Project #1: Research Design Write-Up

DS | Unit Project 1

PROMPT

"A problem well-stated is half-solved" -- Charles Kettering

Welcome to Data Science! In this first project you will create a framework to scope out data science projects. This framework will provide you with a guide to develop a well-articulated problem statement and analysis plan that will be robust and reproducible.

Goal: Create a structured iPython notebook using markup

Note: You'll be working with two scenarios in this project and one dataset.

DELIVERABLES

Completed iPython Notebook

Requirements:
- Identify features of the dataset, including the outcome and covariates/predictors
- Create a data dictionary with classification of available variables
- Write a high quality problem statement
- State the risks and assumptions of your data
- Outline exploratory analysis methods
Bonus:
- Practice writing an alternative problem statement for your dataset
- Articulate the risks and assumptions of this alternative model
Submission:
- TBD by Instructor

TIMELINE

Deadline	Deliverable	Description
Lesson 3	Project 1	Research Design Write-Up

EVALUATION

Your project will be assessed using the following standards:

Identify the Problem

Rubric: Click here for the complete rubric.

Requirements for these standards will be assessed using the scale below:

Score | Expectations
----- | ------------
**0** | _Incomplete._
**1** | _Does not meet expectations._
**2** | _Meets expectations, good job!_
**3** | _Exceeds expectations, you wonderful creature, you!_

While your total score is a helpful gauge of whether you've met overall project goals, specific scores are more important since they'll show you where to focus your efforts in the future!

RESOURCES

Dataset

We'll be using the same dataset as UCLA's Logistic Regression in R tutorial to explore logistic regression in Python, as explained in yhat's blog. This is an excellent resource for using logistic regression and summary statistics to explore a relevant dataset. Our goal will be to identify the various factors that may influence admission into graduate school. It contains four variables- admit, gre, gpa, rank.

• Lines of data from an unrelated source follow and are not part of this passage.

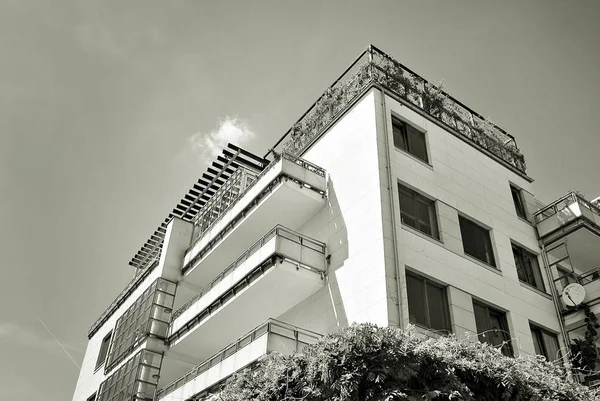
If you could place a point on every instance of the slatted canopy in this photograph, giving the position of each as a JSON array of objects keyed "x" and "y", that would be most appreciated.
[{"x": 191, "y": 204}]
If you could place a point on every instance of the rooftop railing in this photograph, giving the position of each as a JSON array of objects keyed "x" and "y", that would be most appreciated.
[
  {"x": 291, "y": 235},
  {"x": 204, "y": 228},
  {"x": 271, "y": 327},
  {"x": 375, "y": 68}
]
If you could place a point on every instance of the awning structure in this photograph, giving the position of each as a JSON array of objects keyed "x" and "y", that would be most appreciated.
[{"x": 191, "y": 204}]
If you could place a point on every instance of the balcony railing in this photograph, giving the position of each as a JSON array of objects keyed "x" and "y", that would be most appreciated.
[
  {"x": 280, "y": 337},
  {"x": 565, "y": 210},
  {"x": 219, "y": 214},
  {"x": 374, "y": 67},
  {"x": 301, "y": 240},
  {"x": 122, "y": 297}
]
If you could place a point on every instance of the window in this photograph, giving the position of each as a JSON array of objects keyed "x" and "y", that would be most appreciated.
[
  {"x": 418, "y": 211},
  {"x": 427, "y": 303},
  {"x": 103, "y": 350},
  {"x": 545, "y": 343},
  {"x": 409, "y": 139},
  {"x": 492, "y": 327},
  {"x": 528, "y": 268},
  {"x": 476, "y": 241},
  {"x": 517, "y": 195}
]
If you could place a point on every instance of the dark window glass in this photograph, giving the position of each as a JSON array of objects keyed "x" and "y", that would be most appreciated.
[
  {"x": 409, "y": 139},
  {"x": 528, "y": 268},
  {"x": 545, "y": 343},
  {"x": 418, "y": 211},
  {"x": 427, "y": 303},
  {"x": 492, "y": 327},
  {"x": 103, "y": 350},
  {"x": 476, "y": 241},
  {"x": 518, "y": 201}
]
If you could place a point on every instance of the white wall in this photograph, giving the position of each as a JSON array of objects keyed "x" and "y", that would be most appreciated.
[
  {"x": 464, "y": 180},
  {"x": 350, "y": 225}
]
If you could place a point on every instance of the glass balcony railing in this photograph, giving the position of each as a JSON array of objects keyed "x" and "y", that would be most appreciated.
[
  {"x": 301, "y": 248},
  {"x": 565, "y": 210},
  {"x": 217, "y": 221},
  {"x": 272, "y": 335}
]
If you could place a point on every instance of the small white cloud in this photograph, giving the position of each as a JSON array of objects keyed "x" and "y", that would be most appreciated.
[{"x": 231, "y": 129}]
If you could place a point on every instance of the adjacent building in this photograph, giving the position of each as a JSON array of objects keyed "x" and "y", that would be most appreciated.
[{"x": 389, "y": 202}]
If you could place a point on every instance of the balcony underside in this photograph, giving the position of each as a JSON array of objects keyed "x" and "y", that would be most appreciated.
[
  {"x": 271, "y": 293},
  {"x": 288, "y": 204}
]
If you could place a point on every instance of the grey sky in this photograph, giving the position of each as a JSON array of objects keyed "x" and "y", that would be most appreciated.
[{"x": 99, "y": 102}]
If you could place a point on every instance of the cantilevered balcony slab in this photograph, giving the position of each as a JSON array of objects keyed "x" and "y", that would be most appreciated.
[
  {"x": 270, "y": 336},
  {"x": 282, "y": 269},
  {"x": 287, "y": 192}
]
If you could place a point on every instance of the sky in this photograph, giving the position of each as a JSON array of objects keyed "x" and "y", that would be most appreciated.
[{"x": 110, "y": 109}]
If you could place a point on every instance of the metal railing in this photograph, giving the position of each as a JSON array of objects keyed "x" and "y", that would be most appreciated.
[
  {"x": 123, "y": 295},
  {"x": 270, "y": 327},
  {"x": 278, "y": 157},
  {"x": 275, "y": 231},
  {"x": 562, "y": 203},
  {"x": 374, "y": 67}
]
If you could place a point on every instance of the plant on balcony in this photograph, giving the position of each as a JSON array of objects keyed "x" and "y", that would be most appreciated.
[
  {"x": 584, "y": 355},
  {"x": 366, "y": 362}
]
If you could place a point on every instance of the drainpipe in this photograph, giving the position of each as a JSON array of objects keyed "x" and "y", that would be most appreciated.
[
  {"x": 391, "y": 194},
  {"x": 557, "y": 307}
]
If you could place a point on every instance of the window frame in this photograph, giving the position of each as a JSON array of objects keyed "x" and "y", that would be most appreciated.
[
  {"x": 505, "y": 330},
  {"x": 418, "y": 198},
  {"x": 424, "y": 282},
  {"x": 518, "y": 201},
  {"x": 100, "y": 361},
  {"x": 492, "y": 260},
  {"x": 408, "y": 133},
  {"x": 537, "y": 335},
  {"x": 524, "y": 255}
]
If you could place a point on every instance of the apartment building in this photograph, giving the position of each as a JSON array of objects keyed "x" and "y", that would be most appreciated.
[{"x": 388, "y": 201}]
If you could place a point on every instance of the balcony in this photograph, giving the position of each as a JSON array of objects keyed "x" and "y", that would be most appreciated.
[
  {"x": 270, "y": 336},
  {"x": 279, "y": 271},
  {"x": 288, "y": 192},
  {"x": 565, "y": 216},
  {"x": 374, "y": 68}
]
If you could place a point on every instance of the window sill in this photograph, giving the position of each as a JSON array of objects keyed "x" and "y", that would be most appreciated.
[
  {"x": 415, "y": 158},
  {"x": 483, "y": 264},
  {"x": 422, "y": 234},
  {"x": 536, "y": 290}
]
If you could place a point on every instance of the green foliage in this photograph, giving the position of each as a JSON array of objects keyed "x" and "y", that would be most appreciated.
[
  {"x": 583, "y": 351},
  {"x": 366, "y": 362}
]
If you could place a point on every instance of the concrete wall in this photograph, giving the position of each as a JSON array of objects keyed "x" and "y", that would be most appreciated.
[
  {"x": 177, "y": 239},
  {"x": 463, "y": 180},
  {"x": 350, "y": 225}
]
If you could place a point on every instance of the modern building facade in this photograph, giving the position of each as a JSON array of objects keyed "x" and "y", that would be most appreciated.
[{"x": 389, "y": 202}]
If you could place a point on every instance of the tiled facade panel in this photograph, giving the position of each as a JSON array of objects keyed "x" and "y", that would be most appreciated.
[
  {"x": 464, "y": 180},
  {"x": 350, "y": 225}
]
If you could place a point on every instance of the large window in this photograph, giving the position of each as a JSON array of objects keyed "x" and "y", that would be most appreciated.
[
  {"x": 528, "y": 268},
  {"x": 409, "y": 139},
  {"x": 418, "y": 211},
  {"x": 517, "y": 195},
  {"x": 427, "y": 303},
  {"x": 545, "y": 343},
  {"x": 103, "y": 350},
  {"x": 476, "y": 241},
  {"x": 492, "y": 327},
  {"x": 149, "y": 314}
]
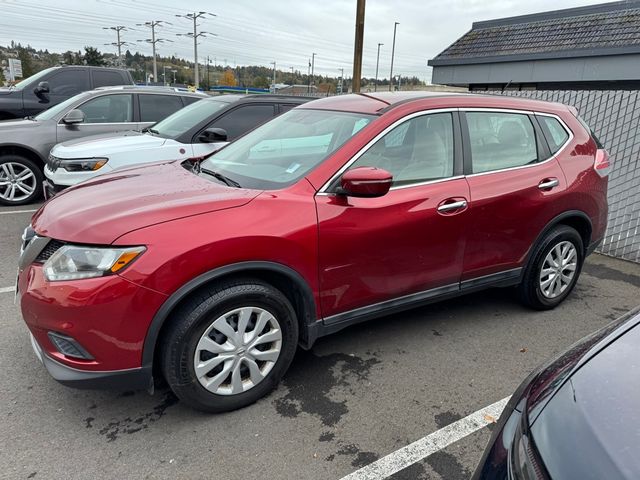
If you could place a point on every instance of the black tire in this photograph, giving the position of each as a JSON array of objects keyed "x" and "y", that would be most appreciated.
[
  {"x": 191, "y": 320},
  {"x": 530, "y": 291},
  {"x": 27, "y": 164}
]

'admit' is a binary variable. It indicates whether or not a candidate was admitted admit =1) our not (admit= 0)
'gre' is GRE score
'gpa' stands for Grade Point Average
'rank' is the rank of an applicant's undergraduate alma mater, with 1 being the highest and 4 as the lowest

Dataset: Admissions.csv

Starter code

For this project we will be using an iPython notebook. Notebooks are a handy way to communicate your research with your team and share your analysis. Using markup syntax will allow you create more visually appealing notebooks.

Open the starter code instructions in iPython notebook.

Sample Deliverables

Check out the example notebook in our starter code, which includes a data dictionary and responses to questions. Wonder how to format your notebook the same way? Simply double-click on any section to view the markdown.

Suggestions for Getting Started

Get used to the iPython Notebook layout. Play around with keyboard shortcuts.
Try out basic markdown for commonly used formats; look up commands for headers, bold, italic, tables.
Read the docs for iPython Notebooks. Most of the time, there is a tutorial that you can follow, but not always, and learning to read documentation is crucial to your success as a data scientist!